No.52:ふるさと-On My Mind- / 本田竹広

 TEICHIKU RECORDS TECD 39511〜2 / CD 2004

ジャズピアニスト「本田竹広
彼の音を初めて聞いたのは高校の頃、1970年代後半のジャズ・フュージョンバンド「ネイティブ・サン」での演奏と記憶している。 フュージョン全盛の当時、アフリカンリズムを取り入れたサウンドに、いいじゃ〜ん!って感じでノー天気で聞いていたけれど、しばらくして知ったのが、ネイティブ・サン結成前に参加していた「渡辺貞夫トリオ」での演奏。おお、4ビートももいいじゃ〜ん(笑)

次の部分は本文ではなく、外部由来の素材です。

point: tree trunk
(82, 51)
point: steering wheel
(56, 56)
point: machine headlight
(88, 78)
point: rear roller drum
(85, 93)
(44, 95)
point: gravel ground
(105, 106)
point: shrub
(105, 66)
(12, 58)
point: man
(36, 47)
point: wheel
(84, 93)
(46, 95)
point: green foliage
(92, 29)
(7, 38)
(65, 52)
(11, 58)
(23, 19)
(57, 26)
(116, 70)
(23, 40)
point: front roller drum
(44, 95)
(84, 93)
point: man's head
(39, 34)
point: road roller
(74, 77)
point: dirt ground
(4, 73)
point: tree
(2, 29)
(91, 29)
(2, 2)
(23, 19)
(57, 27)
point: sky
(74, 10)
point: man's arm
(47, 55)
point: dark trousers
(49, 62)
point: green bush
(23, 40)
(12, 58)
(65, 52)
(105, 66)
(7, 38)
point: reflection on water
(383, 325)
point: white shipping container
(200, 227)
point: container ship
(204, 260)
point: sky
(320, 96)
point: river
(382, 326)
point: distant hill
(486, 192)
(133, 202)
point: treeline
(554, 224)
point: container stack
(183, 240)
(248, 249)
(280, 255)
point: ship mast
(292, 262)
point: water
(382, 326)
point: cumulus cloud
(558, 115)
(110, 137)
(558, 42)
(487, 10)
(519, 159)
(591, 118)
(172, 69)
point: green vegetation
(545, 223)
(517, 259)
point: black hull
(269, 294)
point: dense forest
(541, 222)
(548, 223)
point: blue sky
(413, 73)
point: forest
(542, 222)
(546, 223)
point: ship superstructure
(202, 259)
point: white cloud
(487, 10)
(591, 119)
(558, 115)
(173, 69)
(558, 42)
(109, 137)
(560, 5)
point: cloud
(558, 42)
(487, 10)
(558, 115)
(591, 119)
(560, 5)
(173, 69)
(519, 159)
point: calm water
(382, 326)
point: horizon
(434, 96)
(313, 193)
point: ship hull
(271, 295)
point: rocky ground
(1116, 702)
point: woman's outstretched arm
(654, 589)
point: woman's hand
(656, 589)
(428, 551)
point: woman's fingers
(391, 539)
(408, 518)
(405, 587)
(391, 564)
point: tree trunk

しかし、フュージョンブームが去って、FM等で彼の演奏を聞く機会が減り、いつしか自分の意識から彼の名前が消えていた。

そんな彼の名前が甦ったのは1990年代に入ってから。
それも「倒れる!」とのニュース。

50歳前後に度重なって襲った脳の病気に立ち向かい、動かなくなった腕を指を、懸命のリハビリで克服し、たどり着いたのがこのアルバムの世界。
収録曲はご覧のとおり、童謡が主体で誰もが知っているメロディばかり。でも、そのメロディを奏でるピアノの音色は、とても深く暖かい。

精神的に何か悟ったような境地、テクニックは完全に戻らなくても、音楽を伝える上で大切なものがたくさんつまっている。演奏って、難しくやればいいってものじゃないことが伝わってくるんだな。その一方では、この音を奏でられるようになるには、こんな思いを重ねなければならないのかなあ、なんて思ったりして。。。。。

最近、TVで見たドキュメンタリー
リハビリを続け、紀尾井ホールでベートーベンの月光の演奏に臨んだけれど、演奏の途中で断念。客席に深々と頭を下げて、もう少し時間をくださいと。そして後日、きちんと再演。しかも、この間に骨折事故に遭っている。
元画像を通して、音楽、ピアノに対する執念さえ伝わってきたよ。ジャズに目覚める前はクラシック畑をだった彼、きっと、きちんとベートーベンを弾きたかったのだろうね。

ところが、これを区切りに新たな世界を切り開いて行くのだろうと思っていた矢先、昨年1月に飛び込んできた訃報。急逝心不全、60歳での旅立ち、なんとも酷じゃありませんか・・・・ねえ。。。。。

なお、最近、このアルバム収録曲の別テイクがCD化されています。